Seed treatments are generally effective for a very short window, no more than 3-4 weeks. There are a few scenarios generally recognized to be at risk for significant early season pests: fields with a recent incorporation of manure, compost, or cover crop and fields that have been fallow or in pasture/meadow. The first scenario presents an elevated risk for seedcorn maggot, the second for wireworms and grubs. A third scenario for corn is cool weather. Slow growing corn is more susceptible to insect damage than fast growing plants.
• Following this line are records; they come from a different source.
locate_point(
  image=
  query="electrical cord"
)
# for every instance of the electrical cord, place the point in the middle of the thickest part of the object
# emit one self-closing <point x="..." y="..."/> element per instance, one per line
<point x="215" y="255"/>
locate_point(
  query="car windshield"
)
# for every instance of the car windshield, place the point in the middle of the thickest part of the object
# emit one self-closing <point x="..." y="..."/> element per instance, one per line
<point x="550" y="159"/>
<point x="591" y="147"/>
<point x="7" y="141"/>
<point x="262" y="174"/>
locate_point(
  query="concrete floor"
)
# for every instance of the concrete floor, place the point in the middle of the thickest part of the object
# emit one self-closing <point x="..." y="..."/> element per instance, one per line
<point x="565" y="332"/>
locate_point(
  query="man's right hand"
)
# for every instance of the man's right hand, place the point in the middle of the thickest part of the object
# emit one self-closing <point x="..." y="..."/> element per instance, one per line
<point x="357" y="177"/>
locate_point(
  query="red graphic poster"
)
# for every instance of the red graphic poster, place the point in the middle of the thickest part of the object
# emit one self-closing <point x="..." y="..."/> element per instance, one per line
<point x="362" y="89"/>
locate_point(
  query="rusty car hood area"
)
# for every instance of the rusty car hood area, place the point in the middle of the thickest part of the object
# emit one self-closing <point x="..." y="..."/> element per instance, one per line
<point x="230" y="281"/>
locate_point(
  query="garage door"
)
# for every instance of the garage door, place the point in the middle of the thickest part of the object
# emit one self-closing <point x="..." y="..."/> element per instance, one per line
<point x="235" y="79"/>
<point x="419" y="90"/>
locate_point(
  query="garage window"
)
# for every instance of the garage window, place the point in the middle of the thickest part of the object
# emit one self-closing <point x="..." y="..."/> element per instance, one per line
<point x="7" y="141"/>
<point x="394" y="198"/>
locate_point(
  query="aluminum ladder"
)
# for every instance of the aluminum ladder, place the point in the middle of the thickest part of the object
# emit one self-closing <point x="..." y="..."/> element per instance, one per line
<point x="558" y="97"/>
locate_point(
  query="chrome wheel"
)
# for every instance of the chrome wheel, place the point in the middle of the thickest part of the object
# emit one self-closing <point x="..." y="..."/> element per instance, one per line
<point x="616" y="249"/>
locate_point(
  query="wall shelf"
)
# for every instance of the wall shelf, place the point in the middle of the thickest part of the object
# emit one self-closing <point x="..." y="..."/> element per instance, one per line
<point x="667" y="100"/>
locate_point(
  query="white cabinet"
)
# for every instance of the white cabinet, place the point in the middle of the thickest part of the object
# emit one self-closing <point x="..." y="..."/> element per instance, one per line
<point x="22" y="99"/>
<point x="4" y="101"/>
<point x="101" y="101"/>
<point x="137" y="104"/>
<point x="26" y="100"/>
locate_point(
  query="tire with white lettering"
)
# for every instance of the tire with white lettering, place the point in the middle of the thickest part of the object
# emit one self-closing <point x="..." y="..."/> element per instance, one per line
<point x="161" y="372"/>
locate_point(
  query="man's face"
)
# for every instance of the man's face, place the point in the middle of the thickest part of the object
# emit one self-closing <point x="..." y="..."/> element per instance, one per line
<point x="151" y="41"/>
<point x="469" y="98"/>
A fourth scenario, that has been less well studied, is planting green – I am thinking of armyworm and cutworms (controlled by most trait technology in corn that is not in soybean). We do not have much data on this scenario. The literature suggests that predators (and weed seed eating beetles) are much more abundant in planted-green fields.
In soybean, outside of the first two scenarios (recent long fallow/pasture, recent organic matter incorporation), university data in NC, VA, MD, and PA has not seen significant yield contributions by seed treatments. In soybean, some defoliation early, up to 30%, can be compensated for without any yield decrease. Early severe insect outbreaks in the 3-4 week window that seed treatments are effective are extremely unusual. I am not going to say that it can’t happen, just that it is very rare.
That is for soybean. What about corn? Soil pests pose greater challenges to corn than they do to soybean because corn is planted at lower seeding rates and the growing point remains underground for a long period of time. Corn also has much less compensatory ability. As I noted above, slow growing corn is at greater risk for stand damage. Recently, there has been a trend in the region to start increasing seed treatment rates. I do not have much information on relative costs of a high seed treatment rate over a low rate. Maryland data suggests that an in-furrow insecticide may actually be a little cheaper than increasing the seed treatment rate for some products. Maryland and North Carolina data also suggest that in a typical, lower soil-insect pressure field, there is no significant contribution of the seed treatment to yield. Conservatively, in tilled soil where pest pressure tends to be light, a low rate may be all that is needed. If you plant corn without a seed treatment or have not been satisfied with low rates of neonicotinoid seed treatment and are concerned about soil pests, an option you may want to look into is an in-furrow pyrethroid. Some formulations (usually designated “…LFR”) are compatible with fertilizers, check the labels for guidance.
When insects are present, there is often a complex present. A useful chart rating product efficacy towards various corn pests can be found here: http://blogs.ext.vt.edu/ag-pest-advisory/files/2014/10/Field-corn-insecticide-seed-treatment-chart.pdf. I also need to point out that one pest no seed treatment works on is the infamous slug. Slugs are not insects, their biology is very different and the neonics do not impact them the same way they do for insects. However, predators attacking slugs come into contact with the neonic in the slug and are killed. So we may be shooting slug control in the foot. In cool, wet fields with slug history, scouting is key.
Recent articles and posts on this topic can be found here: http://ento.psu.edu/extension/field-crops/fact-sheet-Effectiveness-of-Neonicotinoid-Seed-Treatments-in-Soybean and from NC corn: https://entomology.ces.ncsu.edu/2018/04/are-insecticidal-seed-treatments-and-in-furrow-insecticides-worth-it-in-corn/?src=rss. Please note that billbugs and sugarcane beetles are an unusual pest group primarily in NC’s blackland farms on former swampland.
One final thought: y’all are great experimenters on your farms. You have to be to learn how an adjustment might fit with your operation. If you are thinking about adjusting early season insect control practices, try it out on a small area in a few fields. See how it works, and let us know.